Retarded Potential of Moving Charge

[Shinobii]

Homework Statement

Calculate \phi_{ret} for a charge moving with constant v, along the x-axis.

2. The attempt at a solution

$$
\phi = q \int_{-\infty}^{\infty} \frac{\delta(x' - vt')}{|\vec{r} - \vec{r}'|} dx'.
$$

I then use the Dirac delta relation,

$$
\int_{-\infty}^{\infty} \delta[f(x)]g(x) = \frac{g(x_o)}{|f'(x_o)|}.
$$

Where x_o is the solution of f(x_o) = 0.

I am not really sure how to do this, except that

$$
\begin{eqnarray}
f(x) &=& x' - vt', \\
g(x) &=& \frac{1}{|\vec{r} - \vec{r}'|}.
\end{eqnarray}
$$

Which results in (I think),

$$
\frac{1}{|\vec{r} - \vec{r}_o|}\frac{-1}{\frac{d(vt')}{dt}}.
$$

Then I suppose I would substitute t' = t - |\vec{r} - \vec{r}_o|/c.
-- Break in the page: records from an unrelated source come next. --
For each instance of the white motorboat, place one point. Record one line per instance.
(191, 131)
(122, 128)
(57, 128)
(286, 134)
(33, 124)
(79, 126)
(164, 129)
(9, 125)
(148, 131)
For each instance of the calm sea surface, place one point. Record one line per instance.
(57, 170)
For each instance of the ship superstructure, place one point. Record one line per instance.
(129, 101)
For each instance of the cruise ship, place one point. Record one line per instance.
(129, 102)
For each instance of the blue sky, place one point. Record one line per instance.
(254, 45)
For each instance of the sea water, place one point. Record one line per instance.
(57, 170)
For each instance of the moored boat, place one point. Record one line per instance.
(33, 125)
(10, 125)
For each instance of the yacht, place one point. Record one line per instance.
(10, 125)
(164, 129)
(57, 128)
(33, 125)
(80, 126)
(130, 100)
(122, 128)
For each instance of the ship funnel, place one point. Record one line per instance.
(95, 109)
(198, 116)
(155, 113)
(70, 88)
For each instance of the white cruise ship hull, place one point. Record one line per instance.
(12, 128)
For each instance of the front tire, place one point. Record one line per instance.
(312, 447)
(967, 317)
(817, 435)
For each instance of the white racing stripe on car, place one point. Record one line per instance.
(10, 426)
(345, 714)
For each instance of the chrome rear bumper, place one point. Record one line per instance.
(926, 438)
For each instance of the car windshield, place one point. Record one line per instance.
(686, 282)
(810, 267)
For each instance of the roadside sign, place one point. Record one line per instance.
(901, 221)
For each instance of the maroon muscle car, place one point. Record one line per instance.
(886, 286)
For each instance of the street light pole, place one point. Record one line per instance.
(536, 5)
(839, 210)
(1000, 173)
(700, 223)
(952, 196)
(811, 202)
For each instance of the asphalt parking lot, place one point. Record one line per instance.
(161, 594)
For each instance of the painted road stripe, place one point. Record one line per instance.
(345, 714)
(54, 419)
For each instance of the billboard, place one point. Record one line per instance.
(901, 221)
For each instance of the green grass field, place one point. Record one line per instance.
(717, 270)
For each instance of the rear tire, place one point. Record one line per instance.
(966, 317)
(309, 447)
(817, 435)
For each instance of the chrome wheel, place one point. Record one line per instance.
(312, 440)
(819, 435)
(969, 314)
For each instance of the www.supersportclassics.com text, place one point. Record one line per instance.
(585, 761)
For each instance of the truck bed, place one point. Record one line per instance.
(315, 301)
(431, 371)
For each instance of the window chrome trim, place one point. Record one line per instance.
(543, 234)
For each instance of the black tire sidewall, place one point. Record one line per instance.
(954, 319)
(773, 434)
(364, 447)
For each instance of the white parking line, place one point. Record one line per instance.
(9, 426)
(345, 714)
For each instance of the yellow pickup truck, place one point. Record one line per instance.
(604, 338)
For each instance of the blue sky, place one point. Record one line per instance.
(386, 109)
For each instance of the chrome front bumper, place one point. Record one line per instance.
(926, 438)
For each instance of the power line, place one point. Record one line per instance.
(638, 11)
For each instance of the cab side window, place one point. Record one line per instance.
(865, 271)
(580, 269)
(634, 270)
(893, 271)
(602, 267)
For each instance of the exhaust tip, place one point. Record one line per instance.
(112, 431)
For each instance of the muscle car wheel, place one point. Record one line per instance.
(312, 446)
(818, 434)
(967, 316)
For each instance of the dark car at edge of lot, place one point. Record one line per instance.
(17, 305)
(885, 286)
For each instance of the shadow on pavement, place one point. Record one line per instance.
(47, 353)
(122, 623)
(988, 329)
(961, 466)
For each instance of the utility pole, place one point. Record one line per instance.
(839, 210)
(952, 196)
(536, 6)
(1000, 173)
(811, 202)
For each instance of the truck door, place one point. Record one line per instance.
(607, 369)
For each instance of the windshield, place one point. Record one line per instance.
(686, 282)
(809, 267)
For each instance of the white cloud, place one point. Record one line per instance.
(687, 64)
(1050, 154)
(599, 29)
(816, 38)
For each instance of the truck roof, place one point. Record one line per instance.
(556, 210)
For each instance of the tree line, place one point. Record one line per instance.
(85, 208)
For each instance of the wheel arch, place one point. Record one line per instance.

Looking at the derivative in the denominator I would get,

$$
v \bigg( 1 - \frac{1}{c}\frac{d}{dt}|\vec{r} - \vec{r}_o| \bigg).
$$

But here is where I get stuck (assuming I have not already made any mistakes).

Ok I was able to reach the final result for the derivative;

$$
-v \bigg( 1 - \frac{v}{c} \frac{(\vec{x} - \vec{x}_o)}{|\vec{r} - \vec{r}_o|} \bigg)
$$

however, I have a pesky -v term multiple to the result! Should I have written the delta as \delta(x' - v't') instead of \delta(x' - vt')?

 

[Shinobii]

Ah, I think I figured it out. We are looking at the case where f(x_o) = 0, so we just divide by v.

 

[Shinobii]

If anyone is keeping track, it turns out I should have been taking the derivative w.r.t x. . . f'(x_o) = \frac{d}{dx}f(x_o). Woops!